The well-known result of partial regularity for solutions of the Navier - Stokes equations provides an upper bound on the size of the singular set of (suitable) weak solutions. This talk will describe complementary lower bounds, both for the the singular set and the energy (L^2 norm) concentration set, in case that they are nonempty. The bounds are microlocal in nature, and are based on a novel estimate for weak solutions of the Navier - Stokes equations. These results, in part, represent joint work with A. Biryuk and M. Arnold.


Nancy Kopell
Boston University
Monday, December 5 GER Auditorium 3:30 PM - 4:30 PM
Special Location
Connecting The Dots: Propofol, Parkinson’s Disease and Brain Rhythms

Rhythms of the nervous system are produced in all cognitive states, and have been shown to be highly associated with a myriad of cognitive tasks. Thus, changes in these rhythms, however they come about, are likely to change the ability to do such tasks. This talk focuses on the beta (12-30 Hz) and alpha (9-11) rhythms, and pathological states due to anesthesia and PD; it is about three related studies, the latter two emerging from the first one. The first concerns an early stage of anesthesia, in which, paradoxically, the subject gets more excited and disoriented. With low propofol, the brain rhythms show an increase in beta oscillations, which in normal awake state is associated with brain functions including motor preparation and higher-order processing.
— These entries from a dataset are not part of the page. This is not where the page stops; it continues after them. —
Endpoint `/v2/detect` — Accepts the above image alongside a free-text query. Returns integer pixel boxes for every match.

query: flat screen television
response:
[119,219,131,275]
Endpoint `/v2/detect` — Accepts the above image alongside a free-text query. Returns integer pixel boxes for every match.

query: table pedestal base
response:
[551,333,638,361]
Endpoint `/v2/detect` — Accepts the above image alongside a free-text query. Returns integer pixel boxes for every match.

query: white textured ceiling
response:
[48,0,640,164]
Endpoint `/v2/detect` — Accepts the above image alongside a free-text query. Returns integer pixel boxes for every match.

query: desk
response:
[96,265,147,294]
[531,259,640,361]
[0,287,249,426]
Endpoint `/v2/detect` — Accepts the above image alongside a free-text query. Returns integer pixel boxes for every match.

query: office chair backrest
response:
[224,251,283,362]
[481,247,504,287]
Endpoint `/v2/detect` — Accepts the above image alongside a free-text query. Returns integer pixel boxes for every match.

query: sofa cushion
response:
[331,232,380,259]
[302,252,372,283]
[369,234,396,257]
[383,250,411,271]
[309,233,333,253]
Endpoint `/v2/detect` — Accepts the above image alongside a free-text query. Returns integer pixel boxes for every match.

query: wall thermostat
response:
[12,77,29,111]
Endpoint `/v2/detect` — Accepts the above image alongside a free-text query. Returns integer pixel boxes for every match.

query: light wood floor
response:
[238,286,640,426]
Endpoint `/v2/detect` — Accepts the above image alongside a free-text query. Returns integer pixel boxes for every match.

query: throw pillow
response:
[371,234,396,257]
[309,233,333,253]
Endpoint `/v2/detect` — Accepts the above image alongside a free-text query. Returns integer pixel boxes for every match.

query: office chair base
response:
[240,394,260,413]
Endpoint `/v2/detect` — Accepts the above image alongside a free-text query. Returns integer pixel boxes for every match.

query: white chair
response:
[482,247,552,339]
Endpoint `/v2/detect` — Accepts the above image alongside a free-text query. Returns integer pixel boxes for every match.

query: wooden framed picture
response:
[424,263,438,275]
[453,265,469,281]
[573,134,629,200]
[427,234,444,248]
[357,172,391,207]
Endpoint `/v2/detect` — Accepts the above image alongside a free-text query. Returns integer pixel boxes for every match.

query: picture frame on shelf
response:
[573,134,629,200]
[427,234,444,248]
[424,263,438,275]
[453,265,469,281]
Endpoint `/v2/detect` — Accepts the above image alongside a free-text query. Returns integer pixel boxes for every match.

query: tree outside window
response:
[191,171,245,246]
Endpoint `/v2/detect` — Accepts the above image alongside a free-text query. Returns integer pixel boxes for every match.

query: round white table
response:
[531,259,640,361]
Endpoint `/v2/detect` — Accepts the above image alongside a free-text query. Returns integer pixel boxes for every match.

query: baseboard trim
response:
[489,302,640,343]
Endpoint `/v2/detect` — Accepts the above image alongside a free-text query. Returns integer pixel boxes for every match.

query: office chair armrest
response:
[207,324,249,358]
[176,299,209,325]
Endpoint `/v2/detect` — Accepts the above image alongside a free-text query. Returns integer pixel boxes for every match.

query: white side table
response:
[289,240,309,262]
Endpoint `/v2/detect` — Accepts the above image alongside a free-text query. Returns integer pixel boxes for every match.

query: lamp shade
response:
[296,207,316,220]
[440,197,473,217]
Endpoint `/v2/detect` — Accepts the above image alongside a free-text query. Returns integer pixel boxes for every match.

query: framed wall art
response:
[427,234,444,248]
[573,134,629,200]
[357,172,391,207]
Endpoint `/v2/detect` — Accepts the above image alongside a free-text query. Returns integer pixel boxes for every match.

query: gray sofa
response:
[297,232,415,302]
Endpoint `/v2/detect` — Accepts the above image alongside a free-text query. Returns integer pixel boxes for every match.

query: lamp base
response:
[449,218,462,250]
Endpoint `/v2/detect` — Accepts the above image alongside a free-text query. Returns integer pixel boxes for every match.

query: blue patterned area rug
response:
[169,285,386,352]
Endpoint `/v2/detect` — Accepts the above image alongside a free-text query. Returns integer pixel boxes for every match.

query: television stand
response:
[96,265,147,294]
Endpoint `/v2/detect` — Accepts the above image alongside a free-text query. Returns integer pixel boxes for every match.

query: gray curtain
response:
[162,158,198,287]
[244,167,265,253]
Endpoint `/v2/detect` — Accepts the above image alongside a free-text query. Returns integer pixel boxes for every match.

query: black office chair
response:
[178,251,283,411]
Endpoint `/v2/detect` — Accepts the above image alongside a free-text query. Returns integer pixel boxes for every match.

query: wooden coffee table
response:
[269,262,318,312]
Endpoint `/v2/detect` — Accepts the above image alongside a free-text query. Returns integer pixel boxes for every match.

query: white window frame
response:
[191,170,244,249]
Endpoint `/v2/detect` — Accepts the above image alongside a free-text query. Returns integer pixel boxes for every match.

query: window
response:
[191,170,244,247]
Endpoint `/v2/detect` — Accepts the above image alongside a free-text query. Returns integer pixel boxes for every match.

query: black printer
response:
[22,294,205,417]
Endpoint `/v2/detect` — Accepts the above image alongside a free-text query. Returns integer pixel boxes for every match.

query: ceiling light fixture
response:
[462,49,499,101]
The second concerns the beta oscillations associated with abnormal motor control in Parkinson’s disease. The relationship between the two phenomena can be seen from the underlying physiology using modeling as well as experiments. Finally, the first story led to looking at higher doses of propofol at which consciousness is lost, and uses experimental data to get new ideas about the physiological basis for the loss of consciousness. Again, the focus on relevant physiology of the rhythms is what led, though modeling, to the new insights. Applications to other states of consciousness, such as coma, may be discussed.